JP war sich hier höchst unsicher bezüglich der weiteren britischen Position; es wurde trotz des absichernden frischen Handelsvertrages befürchtet, GB schlage sich auf die chinesische Seite. Der japanische Botschafter in Tokio berichtet derweil, es sei ihm gelungen, GBs Furcht vor einer Südexpansion Rußlands in Korea zu steigern. Mit Ausbruch des Krieges signalisierte GB an Tokio die Neutralität, obwohl inzwischen ein britisches Schiff (Kowshing) versenkt wurde und GB Besorgnisse wegen einer Blockade seines Handelszentrums Shanghai hegte. JP gab entsprechende Garantien an London.
Das Pressegeschrei würde ich bei allen Interpretationen heraushalten, die diplomatischen Kanäle waren allein bedeutend.
Während der folgenden Monate gab es enge britisch-russische Kontakte, u.a. eine Besprechung am 21.8.1894, in der "collaboration" im diplomatischen Vorgehen zur Kriegsbeendigung abgesprochen wurde: "collective action" war angesagt, und Rosebery betonte am 25.1.1895 nochmals: "the importance of acting closely with russia is in any case supreme". Laufende schriftliche gegenseitige Unterrichtung in diesen Monaten versteht sich von selbst und erfolgte reibungslos. Die Koalition der Gegner in fernöstlichen Interessen (GB/RUS) war entstanden, während RUS seine Flottenpräsenz vor Japan/China durch Zuführungen aus der Schwarzmeerflotte verstärkte.
Zachmann berichtet, dass Japan erst am 4.4.1895, nachdem von mehreren Seiten Vermittlungsangebote gekommen waren, seine Friedensbedingungen offenlegte, und zwar gegenüber den 4 Mächten GB, F, R und USA (S. 60).
D wurde nicht informiert, aber seinerseits von R auf eine gemeinsame Intervention angesprochen.
Das ist höchst verworren:
Im Februar und März 1895 gab es laufende Kontakte von Mutsu und Khitrovo (Außenminister). Rußland agierte hier als Spitze der europäischen Mächte, mit den (vermutlich) größten berührten Interessen. Mutsu Zusammenfassung: Rußland werde vermutlich nicht eingreifen.

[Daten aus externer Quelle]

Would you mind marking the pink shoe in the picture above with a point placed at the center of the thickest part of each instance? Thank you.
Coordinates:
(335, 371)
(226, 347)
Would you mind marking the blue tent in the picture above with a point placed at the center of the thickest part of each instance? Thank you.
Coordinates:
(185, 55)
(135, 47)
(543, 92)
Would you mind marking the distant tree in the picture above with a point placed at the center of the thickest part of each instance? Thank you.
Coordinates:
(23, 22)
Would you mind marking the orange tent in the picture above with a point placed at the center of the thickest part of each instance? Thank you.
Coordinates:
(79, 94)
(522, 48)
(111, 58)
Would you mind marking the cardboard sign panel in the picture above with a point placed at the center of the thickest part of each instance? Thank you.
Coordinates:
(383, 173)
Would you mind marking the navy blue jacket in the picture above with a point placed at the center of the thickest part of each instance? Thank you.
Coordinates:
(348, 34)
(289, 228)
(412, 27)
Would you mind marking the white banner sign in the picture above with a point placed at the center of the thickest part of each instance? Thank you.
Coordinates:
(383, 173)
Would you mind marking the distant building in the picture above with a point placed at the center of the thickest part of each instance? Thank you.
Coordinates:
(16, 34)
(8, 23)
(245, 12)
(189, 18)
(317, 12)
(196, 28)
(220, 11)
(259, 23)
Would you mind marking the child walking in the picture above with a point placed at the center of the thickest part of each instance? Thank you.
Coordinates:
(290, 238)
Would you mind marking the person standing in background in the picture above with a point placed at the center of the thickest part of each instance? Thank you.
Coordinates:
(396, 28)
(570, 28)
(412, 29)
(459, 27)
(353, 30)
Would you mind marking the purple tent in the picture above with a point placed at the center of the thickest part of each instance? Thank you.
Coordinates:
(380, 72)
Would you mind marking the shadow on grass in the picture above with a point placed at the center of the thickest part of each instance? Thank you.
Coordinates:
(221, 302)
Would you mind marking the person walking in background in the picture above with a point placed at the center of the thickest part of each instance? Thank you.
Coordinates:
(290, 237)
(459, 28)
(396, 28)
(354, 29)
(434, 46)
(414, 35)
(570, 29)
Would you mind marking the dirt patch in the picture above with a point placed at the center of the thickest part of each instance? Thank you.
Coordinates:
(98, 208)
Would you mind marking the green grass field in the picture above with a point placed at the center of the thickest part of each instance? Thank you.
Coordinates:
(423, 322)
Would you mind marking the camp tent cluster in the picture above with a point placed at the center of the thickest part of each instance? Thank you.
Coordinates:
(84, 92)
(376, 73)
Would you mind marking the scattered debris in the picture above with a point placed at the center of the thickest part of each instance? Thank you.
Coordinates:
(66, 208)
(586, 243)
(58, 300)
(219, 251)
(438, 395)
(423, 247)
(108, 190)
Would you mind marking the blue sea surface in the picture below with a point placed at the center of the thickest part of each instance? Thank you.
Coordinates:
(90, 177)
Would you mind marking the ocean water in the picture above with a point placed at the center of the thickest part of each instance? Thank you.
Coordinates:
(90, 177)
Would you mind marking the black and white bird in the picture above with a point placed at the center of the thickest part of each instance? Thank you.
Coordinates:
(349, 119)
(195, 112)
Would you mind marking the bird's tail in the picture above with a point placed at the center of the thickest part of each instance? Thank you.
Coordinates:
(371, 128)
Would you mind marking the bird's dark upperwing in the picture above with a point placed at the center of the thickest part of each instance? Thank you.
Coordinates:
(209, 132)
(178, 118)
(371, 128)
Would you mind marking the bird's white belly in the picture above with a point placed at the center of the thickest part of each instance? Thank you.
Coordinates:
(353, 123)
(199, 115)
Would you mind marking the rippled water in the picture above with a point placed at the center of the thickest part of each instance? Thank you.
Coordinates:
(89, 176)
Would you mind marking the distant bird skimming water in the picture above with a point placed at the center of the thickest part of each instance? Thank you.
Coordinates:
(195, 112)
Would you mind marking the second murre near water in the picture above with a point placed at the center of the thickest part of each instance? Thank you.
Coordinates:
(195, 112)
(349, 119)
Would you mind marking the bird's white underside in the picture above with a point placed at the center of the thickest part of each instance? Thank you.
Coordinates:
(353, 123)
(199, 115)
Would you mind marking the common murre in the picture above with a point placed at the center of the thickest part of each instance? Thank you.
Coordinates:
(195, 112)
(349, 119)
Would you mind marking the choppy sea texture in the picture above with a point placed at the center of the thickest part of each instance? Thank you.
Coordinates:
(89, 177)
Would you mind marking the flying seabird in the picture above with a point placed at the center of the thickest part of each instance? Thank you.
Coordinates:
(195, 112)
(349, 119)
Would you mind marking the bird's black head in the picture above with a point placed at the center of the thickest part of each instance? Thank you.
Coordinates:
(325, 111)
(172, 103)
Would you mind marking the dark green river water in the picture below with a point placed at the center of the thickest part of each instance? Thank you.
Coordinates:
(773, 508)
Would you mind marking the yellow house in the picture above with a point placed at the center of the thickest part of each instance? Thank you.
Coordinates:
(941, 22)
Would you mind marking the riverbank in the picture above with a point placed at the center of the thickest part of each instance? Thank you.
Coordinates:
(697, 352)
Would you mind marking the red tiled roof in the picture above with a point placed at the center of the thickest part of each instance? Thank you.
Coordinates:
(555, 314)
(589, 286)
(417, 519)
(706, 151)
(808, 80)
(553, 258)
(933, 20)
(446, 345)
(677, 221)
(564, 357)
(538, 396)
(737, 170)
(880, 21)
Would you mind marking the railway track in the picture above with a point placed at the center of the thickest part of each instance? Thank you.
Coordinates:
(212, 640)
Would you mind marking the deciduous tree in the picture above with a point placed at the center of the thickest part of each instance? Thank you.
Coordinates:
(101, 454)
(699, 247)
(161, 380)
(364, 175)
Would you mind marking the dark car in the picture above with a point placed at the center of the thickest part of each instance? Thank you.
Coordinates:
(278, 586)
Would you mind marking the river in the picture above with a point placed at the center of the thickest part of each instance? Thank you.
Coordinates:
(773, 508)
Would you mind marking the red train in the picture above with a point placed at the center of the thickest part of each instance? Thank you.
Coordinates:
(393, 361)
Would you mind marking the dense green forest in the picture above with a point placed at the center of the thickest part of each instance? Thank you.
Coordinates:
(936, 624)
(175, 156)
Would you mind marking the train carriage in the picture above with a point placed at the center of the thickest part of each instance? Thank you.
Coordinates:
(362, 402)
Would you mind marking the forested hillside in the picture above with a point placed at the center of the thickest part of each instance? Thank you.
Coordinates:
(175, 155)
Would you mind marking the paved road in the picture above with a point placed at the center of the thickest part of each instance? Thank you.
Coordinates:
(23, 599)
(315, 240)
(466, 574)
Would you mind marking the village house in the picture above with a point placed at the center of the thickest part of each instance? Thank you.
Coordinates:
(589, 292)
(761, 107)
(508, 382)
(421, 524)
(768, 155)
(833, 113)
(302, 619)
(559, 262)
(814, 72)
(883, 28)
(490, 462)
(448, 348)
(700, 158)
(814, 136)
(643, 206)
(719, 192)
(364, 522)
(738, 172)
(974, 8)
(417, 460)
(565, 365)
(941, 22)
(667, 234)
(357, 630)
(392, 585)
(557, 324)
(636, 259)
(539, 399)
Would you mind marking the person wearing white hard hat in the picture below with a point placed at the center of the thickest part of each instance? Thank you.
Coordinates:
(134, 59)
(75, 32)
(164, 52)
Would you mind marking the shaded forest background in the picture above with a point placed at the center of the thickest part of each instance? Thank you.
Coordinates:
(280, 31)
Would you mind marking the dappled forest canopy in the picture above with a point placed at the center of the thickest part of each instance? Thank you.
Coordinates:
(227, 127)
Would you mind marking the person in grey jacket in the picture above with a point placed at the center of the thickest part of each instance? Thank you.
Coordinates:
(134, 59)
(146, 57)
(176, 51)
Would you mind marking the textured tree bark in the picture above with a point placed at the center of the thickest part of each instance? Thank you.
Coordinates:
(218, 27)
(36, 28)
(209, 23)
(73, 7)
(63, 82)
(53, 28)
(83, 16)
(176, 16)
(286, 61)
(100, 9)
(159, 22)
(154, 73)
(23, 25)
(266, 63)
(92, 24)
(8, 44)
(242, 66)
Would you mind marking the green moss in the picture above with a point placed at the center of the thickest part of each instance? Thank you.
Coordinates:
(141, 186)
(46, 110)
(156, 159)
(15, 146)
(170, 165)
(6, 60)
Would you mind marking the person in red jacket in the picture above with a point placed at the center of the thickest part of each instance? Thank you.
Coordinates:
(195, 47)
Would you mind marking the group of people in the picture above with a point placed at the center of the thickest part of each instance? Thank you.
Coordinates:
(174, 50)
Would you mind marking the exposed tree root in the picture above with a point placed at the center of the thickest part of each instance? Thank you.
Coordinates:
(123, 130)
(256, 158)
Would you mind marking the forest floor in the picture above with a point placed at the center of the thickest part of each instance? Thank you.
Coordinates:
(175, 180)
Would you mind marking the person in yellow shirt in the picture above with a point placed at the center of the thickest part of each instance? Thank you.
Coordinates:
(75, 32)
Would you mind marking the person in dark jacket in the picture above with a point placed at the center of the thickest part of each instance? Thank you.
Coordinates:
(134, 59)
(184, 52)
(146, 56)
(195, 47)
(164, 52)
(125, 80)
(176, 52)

In diesem zeitlichen Zusammenhang fällt die erste deutsche - unabgestimmte - Äußerung an die japanische Diplomatie, nämlich Vorschläge zur Friedensregelung, die von den "Mächten" gebilligt würden. Unabgestimmt deswegen, weil bereits zeitgleich Gespräche GB/RUS/F/D geführt wurden, um zu abgestimmten Handlungen zu kommen.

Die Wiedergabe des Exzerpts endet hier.